Five years earlier, when he was a Sunday school teacher in London, he had met Elsie Cameron, a typist. They had become engaged at Christmas 1922, primarily because of pressure from Elsie, and in the following year she paid several visits to the farm which Thorne had established with money borrowed from his father.

Meanwhile he had met and fallen in love with a Crowborough girl, Elizabeth Coldicott, and he wanted to end his engagement. But his fiancée’s sister told him that Elsie would poison herself if he did so, and ending the relationship became even more difficult when Elsie lied to him that she was pregnant. She was 26, two years older than Thorne, and her excitable, neurotic temperament made her difficult to handle.

Nevertheless, Thorne wrote to her hinting at his affair with Elizabeth in the hope that Elsie would end their engagement. She didn’t. Instead, on DECEMBER 5th, 1924, she arrived at the farm unexpectedly and dramatically while he was having his tea.

According to his subsequent account, she lay on his bed saying she had a bad head. He told her he had to meet Elizabeth off a train, and despite Elsie’s objections he left her and went to the station. When Elizabeth arrived he carried her suitcase to her home, and stayed chatting with her at her garden gate until 11.30.

On returning to his hut, he said, he found Elsie hanging from a beam by a piece of cord “like that used for a washing-line. I cut the cord and laid her on the bed. She was dead. I then put out the lights. She had her frock off and her hair was down. I laid her across the table for about an hour. I was about to fetch Dr. Turle and knock someone up to go for the police, when I realised the position I was in and decided against it.”

So he fetched his hacksaw and some sacks. “I tore off Miss Cameron’s clothes and burned them in the fireplace. I then laid her on the floor and sawed off her legs and head by the glow of the fire, and put them in the sacks.”

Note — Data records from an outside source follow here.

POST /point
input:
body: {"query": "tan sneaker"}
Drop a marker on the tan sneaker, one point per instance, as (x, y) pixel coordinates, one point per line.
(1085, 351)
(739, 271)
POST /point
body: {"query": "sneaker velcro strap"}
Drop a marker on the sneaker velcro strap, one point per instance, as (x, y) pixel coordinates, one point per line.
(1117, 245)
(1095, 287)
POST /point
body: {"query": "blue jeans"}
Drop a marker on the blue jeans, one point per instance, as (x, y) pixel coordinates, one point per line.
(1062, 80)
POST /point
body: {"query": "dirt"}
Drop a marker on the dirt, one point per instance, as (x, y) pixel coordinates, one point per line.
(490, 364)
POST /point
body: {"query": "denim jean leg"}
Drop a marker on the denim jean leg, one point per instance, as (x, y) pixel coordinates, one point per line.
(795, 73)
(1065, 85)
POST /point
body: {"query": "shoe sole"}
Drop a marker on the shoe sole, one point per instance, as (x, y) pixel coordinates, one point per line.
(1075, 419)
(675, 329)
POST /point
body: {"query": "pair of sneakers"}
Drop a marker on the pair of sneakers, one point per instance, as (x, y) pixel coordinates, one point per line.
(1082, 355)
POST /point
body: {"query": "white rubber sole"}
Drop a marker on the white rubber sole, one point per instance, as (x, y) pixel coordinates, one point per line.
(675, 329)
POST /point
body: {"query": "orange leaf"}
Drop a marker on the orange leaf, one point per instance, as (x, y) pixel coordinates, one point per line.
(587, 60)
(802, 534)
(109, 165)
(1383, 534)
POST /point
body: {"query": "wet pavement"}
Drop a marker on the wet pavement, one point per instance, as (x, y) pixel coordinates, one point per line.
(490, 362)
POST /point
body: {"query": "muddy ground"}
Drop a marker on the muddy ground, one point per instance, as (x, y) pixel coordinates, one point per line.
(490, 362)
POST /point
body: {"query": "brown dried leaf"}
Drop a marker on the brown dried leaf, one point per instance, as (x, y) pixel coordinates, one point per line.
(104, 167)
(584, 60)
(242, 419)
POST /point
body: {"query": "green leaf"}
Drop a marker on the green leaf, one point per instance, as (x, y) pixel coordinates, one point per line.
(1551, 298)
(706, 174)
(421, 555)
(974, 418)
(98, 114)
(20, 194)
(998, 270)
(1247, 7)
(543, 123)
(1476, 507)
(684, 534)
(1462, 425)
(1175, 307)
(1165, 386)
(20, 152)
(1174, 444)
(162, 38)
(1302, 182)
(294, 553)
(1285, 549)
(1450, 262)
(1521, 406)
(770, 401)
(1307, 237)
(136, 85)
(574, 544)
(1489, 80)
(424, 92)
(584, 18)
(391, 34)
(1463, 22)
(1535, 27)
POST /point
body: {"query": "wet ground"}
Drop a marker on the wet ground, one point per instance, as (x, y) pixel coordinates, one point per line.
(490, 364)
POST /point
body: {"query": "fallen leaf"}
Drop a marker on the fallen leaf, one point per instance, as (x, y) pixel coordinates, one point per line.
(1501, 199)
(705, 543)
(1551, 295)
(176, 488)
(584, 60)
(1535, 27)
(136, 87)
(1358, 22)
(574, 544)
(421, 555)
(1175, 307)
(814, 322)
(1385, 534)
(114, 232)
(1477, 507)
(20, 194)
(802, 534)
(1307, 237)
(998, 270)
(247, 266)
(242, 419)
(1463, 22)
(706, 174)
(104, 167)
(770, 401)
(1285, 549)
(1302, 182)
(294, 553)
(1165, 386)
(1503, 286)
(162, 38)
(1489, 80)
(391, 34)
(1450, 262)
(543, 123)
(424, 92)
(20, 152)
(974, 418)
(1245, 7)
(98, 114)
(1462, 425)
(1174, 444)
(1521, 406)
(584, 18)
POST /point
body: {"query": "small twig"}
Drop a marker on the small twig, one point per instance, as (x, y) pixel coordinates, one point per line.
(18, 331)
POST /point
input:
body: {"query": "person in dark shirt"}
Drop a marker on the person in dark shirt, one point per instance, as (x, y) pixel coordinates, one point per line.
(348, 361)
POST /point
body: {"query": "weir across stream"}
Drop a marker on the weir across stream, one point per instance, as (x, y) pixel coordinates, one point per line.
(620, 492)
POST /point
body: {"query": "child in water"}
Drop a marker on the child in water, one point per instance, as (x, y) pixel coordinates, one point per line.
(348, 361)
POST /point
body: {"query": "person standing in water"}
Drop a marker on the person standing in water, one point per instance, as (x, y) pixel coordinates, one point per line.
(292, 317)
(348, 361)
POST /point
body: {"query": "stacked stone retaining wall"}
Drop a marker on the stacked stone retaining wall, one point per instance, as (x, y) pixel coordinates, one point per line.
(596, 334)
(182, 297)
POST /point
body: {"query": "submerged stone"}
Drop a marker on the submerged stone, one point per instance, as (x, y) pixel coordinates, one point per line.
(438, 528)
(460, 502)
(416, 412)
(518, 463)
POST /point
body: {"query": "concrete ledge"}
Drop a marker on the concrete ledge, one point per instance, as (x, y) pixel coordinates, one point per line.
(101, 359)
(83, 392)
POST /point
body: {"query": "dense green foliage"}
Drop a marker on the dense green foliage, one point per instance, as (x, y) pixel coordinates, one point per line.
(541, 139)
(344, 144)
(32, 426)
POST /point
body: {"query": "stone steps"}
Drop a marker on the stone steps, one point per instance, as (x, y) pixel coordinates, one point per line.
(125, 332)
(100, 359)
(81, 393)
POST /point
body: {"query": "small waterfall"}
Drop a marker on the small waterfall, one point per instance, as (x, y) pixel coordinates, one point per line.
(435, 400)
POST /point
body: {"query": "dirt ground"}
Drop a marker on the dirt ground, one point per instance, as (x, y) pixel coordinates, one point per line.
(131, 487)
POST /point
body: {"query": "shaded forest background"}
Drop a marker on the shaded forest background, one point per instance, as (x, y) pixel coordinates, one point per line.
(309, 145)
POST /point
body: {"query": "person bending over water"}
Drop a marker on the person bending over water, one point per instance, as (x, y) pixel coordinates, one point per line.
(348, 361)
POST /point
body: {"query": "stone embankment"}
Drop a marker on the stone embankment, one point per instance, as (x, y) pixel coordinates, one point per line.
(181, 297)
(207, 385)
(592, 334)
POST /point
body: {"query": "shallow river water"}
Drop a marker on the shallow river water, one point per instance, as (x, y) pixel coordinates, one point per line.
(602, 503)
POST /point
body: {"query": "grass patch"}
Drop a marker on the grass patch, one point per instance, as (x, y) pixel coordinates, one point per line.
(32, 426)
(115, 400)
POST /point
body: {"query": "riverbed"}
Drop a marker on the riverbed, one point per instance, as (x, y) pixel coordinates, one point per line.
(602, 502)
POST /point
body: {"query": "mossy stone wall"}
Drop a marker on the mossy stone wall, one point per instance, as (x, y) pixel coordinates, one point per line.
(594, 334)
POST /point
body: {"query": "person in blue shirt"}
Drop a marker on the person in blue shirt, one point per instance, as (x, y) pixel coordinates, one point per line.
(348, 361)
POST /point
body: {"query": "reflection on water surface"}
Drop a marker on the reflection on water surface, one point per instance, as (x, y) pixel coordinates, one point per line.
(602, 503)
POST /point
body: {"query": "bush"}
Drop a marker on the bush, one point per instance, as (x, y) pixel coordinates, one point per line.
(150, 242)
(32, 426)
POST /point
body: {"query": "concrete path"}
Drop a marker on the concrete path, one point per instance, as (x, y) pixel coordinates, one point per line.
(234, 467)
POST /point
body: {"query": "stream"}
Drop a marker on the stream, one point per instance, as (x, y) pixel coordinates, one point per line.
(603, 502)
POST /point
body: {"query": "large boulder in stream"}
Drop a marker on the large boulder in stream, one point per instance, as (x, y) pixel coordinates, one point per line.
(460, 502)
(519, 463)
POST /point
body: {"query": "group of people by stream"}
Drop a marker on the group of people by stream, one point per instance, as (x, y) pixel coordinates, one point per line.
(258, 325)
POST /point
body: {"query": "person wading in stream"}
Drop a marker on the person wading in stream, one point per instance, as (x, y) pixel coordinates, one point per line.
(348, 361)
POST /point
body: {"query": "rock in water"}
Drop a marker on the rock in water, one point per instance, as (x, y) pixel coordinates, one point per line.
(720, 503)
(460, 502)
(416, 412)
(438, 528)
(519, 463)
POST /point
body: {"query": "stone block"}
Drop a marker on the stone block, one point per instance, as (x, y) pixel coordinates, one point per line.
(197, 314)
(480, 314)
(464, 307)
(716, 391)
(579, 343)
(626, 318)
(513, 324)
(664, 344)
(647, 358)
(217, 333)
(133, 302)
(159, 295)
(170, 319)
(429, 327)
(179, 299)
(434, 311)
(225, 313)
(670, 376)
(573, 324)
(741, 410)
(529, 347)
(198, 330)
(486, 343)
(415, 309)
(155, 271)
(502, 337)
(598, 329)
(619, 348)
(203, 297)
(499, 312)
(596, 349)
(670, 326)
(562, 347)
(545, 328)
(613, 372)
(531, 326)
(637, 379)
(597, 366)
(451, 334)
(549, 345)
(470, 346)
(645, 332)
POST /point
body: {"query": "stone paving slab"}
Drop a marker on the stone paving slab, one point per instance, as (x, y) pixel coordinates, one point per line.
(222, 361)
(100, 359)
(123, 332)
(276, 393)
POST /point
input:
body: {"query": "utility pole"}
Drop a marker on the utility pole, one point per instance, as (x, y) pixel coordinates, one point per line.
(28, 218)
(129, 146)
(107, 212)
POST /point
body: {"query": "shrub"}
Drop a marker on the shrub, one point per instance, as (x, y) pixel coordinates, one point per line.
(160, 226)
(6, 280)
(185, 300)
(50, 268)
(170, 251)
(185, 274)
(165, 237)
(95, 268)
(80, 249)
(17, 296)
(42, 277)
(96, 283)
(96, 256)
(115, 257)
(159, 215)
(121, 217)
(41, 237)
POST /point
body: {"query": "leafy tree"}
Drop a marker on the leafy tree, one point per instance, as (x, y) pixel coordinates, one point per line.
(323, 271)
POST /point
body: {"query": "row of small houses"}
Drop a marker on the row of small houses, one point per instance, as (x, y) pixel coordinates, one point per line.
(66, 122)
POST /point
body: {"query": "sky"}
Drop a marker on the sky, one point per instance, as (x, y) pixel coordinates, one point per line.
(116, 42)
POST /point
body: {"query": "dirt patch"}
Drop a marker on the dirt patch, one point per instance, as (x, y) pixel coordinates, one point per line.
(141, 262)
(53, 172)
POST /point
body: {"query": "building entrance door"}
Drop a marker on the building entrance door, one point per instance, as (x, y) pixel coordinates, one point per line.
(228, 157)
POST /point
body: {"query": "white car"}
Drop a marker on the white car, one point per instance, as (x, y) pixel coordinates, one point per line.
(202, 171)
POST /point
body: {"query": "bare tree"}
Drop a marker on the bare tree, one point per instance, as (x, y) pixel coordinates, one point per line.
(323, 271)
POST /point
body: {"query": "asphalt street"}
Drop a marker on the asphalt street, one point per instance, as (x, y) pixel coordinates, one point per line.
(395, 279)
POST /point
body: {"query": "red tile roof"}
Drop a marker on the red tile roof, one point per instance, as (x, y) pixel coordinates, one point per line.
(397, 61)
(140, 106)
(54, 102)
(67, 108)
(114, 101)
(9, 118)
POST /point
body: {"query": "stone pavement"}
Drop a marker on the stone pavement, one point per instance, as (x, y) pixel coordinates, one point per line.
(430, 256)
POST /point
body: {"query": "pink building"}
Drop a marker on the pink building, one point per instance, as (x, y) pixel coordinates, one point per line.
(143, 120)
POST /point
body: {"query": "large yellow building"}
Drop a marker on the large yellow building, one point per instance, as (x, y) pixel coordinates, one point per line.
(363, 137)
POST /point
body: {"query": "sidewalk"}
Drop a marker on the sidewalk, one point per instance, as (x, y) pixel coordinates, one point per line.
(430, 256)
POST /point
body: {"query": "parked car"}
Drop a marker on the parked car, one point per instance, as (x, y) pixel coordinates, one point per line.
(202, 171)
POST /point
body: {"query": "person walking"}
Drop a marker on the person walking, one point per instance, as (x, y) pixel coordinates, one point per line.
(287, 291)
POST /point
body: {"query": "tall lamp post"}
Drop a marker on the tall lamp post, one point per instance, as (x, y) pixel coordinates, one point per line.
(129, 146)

He buried Elsie’s suitcase in his potato patch and her body-parts in his chicken-run. Then he sent her a letter which began, “My own darling Elsie” and continued, “Where did you get to yesterday? I suppose you were detained for some reason or other.”

On December 10th he received a telegram from her father, saying she had left for Crowborough on December 5th and asking where she was. Thorne replied that she hadn’t arrived, adding that he had no idea of her whereabouts and that he had written to her.

He also called at Crowborough police station to ask if anything had been heard of Elsie, and on Boxing Day he made a statement to detectives who seemed satisfied by what he told them. But then they learned that Elsie had been seen entering his gate on December 5th, and officers went to the farm and began digging. First they unearthed Elsie’s suitcase, and then her body-parts when their search moved on to the chicken-run.

Charged with murder, Thorne appeared at Lewes Assizes and told how he had panicked on finding Elsie hanging from a beam.

The Home Office pathologist Sir Bernard Spilsbury testified that dust on top of the beam had not been disturbed, which indicated that no rope had been tied to it. He also said that injuries he had found on Elsie’s body had been inflicted before her death, probably by an Indian club found at the farm.

A pathologist called by the defence claimed that marks on Elsie’s neck were not natural creases and had been caused by a rope. He said that bruises on her body had been inflicted when she was cut down.

But the jury chose to believe Spilsbury, retiring for only 20 minutes before they returned to convict Norman Thorne, who was then sentenced to death. He was hanged at Wandsworth Prison on April 22nd, 1925.